The suggestion of an unbound polysemy gestures towards the missing now of writing, but the semiotic processes of vaast bin just as easily become barriers that ends the gesture. For example, consider the poems' repetitions of "having bin" / "having been," as well as "will have been." These put into play an oscillation between the instrumental or technical possession of the apparatus — perhaps the page on which words are put or "bin" — and the existential axiom of being, of a being that is always a project in time. The repetitions oscillate precisely because of the unresolved question as to which is more fundamental. Do we deal with a technical apparatus that constructs being as locus and timing within its structure? Or is there being which inhabits the technical structures, the bins, through which we operate? The problem is suggestive of course, in part because it remains the central crux of writing, but Peters' success and limitation is that he remains focused on just this problem.

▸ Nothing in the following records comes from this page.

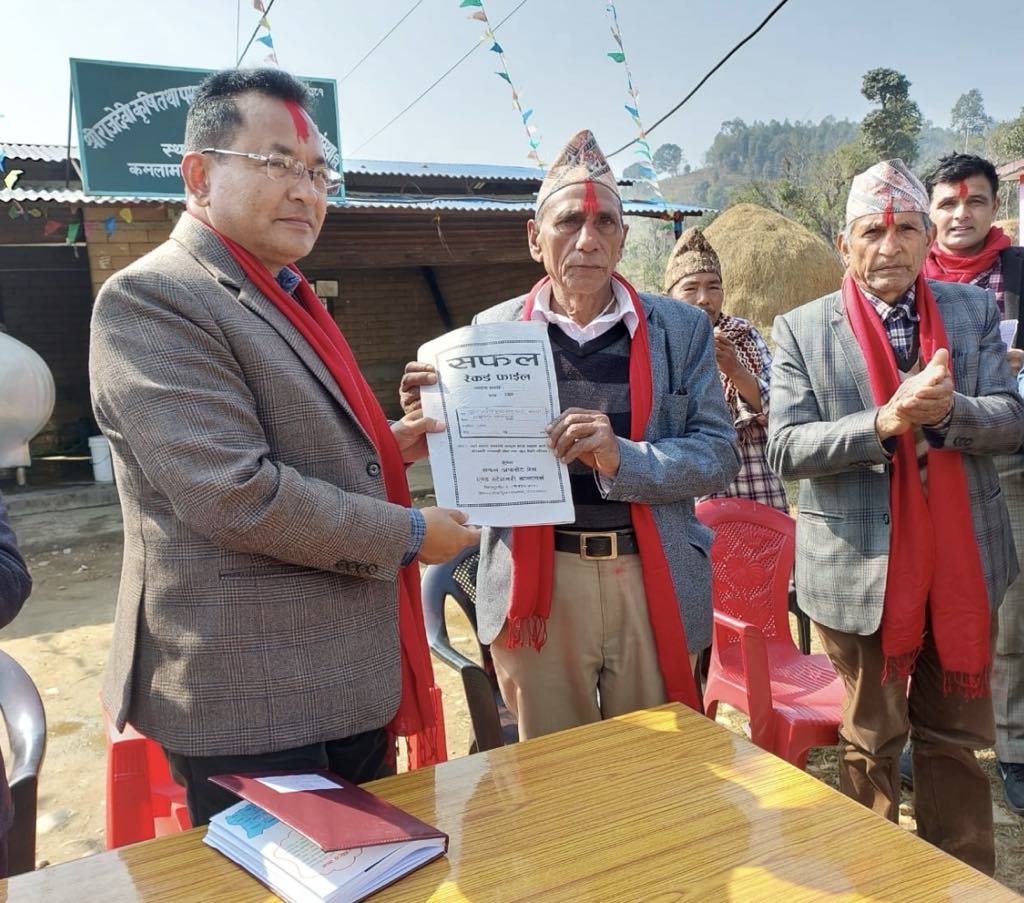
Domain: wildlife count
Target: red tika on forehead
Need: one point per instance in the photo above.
(890, 218)
(298, 117)
(590, 206)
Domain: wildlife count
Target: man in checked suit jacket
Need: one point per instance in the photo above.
(875, 581)
(257, 622)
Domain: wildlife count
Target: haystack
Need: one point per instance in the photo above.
(770, 264)
(1011, 227)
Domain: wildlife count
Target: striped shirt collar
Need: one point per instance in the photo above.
(906, 306)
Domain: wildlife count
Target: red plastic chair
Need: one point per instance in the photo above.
(142, 800)
(794, 701)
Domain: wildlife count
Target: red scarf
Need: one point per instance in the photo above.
(534, 548)
(419, 710)
(947, 267)
(933, 554)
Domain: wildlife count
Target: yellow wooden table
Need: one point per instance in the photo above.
(658, 805)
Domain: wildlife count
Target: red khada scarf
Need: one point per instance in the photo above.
(954, 268)
(933, 554)
(534, 547)
(417, 717)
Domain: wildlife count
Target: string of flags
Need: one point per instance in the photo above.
(267, 39)
(647, 174)
(479, 14)
(16, 210)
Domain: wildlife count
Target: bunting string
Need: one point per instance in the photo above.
(478, 13)
(72, 230)
(648, 176)
(267, 39)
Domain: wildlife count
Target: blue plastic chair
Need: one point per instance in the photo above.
(493, 724)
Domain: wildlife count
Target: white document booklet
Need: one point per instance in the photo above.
(496, 391)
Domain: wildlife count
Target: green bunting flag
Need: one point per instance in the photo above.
(479, 14)
(648, 176)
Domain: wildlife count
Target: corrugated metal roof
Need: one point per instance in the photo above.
(445, 170)
(46, 153)
(401, 168)
(72, 196)
(382, 202)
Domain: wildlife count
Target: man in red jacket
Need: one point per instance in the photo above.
(968, 249)
(14, 587)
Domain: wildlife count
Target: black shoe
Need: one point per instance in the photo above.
(906, 768)
(1013, 784)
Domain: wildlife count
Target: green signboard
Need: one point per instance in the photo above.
(131, 125)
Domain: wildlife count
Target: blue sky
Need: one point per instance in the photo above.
(806, 63)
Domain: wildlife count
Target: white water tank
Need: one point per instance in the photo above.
(27, 397)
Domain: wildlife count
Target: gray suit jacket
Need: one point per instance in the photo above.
(821, 432)
(257, 608)
(687, 450)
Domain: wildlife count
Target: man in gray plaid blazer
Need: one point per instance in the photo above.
(257, 624)
(832, 431)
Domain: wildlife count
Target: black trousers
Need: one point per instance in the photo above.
(358, 759)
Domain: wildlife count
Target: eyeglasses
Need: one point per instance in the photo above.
(281, 166)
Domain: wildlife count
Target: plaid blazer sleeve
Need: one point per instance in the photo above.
(689, 448)
(819, 424)
(166, 379)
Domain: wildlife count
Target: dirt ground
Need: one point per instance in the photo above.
(62, 636)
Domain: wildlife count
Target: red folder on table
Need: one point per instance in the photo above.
(332, 813)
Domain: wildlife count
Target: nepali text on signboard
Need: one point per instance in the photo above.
(131, 125)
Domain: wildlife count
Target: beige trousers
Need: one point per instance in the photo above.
(951, 794)
(599, 659)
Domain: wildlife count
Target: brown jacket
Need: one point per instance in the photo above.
(257, 608)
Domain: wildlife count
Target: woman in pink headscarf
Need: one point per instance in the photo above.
(694, 275)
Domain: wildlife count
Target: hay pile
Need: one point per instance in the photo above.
(1011, 227)
(769, 263)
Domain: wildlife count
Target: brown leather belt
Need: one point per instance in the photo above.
(597, 546)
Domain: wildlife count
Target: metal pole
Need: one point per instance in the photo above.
(71, 103)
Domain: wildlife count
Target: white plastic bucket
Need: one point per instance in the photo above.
(102, 467)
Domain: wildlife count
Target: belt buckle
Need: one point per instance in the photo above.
(611, 538)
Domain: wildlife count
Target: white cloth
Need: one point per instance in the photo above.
(621, 308)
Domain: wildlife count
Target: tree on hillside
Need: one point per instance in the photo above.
(1006, 141)
(968, 118)
(816, 196)
(891, 130)
(668, 159)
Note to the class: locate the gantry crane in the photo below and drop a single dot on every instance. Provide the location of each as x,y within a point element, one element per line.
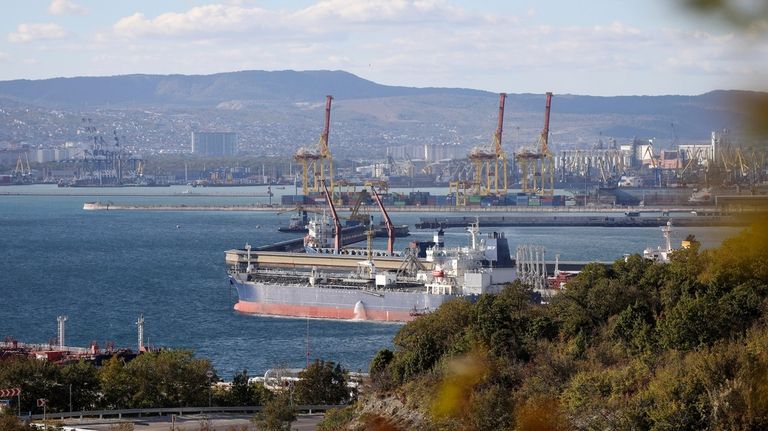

Another example is the continual use of "noth," which suggests "nothing," as if "nothing" were the gerund of the verb "noth." The isolation of noth from nothing connotes an (until now) secret and undiscovered mode of acting, the act of noth. Or is noth a drunken "not," recalling the jazzy stutter of the very different poetry of Nathaniel Mackey, where the "t" slurs into "th" as if the negation of "not" were smeared on the tongue and the page? In the end, it feels Shakespearian and Parmenidean: nothing comes of nothing, ex nihilio nhil fit, since "noth" comes to feel like a private language, a special name alluding to some other story or scene with interior significance only.

A receptacle is open. It produces precisely by what it takes in and operates on. So too the real interest of binary for poets and thinkers in an era of digital computers is the fuzziness between its utterly empty formalism and its ability to operate on any material in the world, including the world. Little enters into vaast bin. This is not a failing of the book but does precisely delimit its self-operation. It succeeds in what it does: vaast bin writes the resonance between image-text-sound as a problem of disparate notation by a writer machine. As a result, Peters limits the writing within a formal, mathematical, and ascetic program. The writing lacks both the subject-less quality of a work that remains only at the level of inscription — David Melnick's Pcoet is a classic example — but also the incandescent and messy use of incoming data across the space-time of the poem that characterizes certain strains of contemporary poetics. It is useful to invoke the well-worn use of Charles Olson's projective approach that is foregrounded and problematized in the work of a writer such as Susan Howe but also surely at play in Peters' meditations on marking and dividing and operating on the page. Peters communicates the energy of projective verse and Maximus but not the immediate engagement with history and mythos that ultimately mediated Olson's voice. Peters' bin is empty for all its vaastness.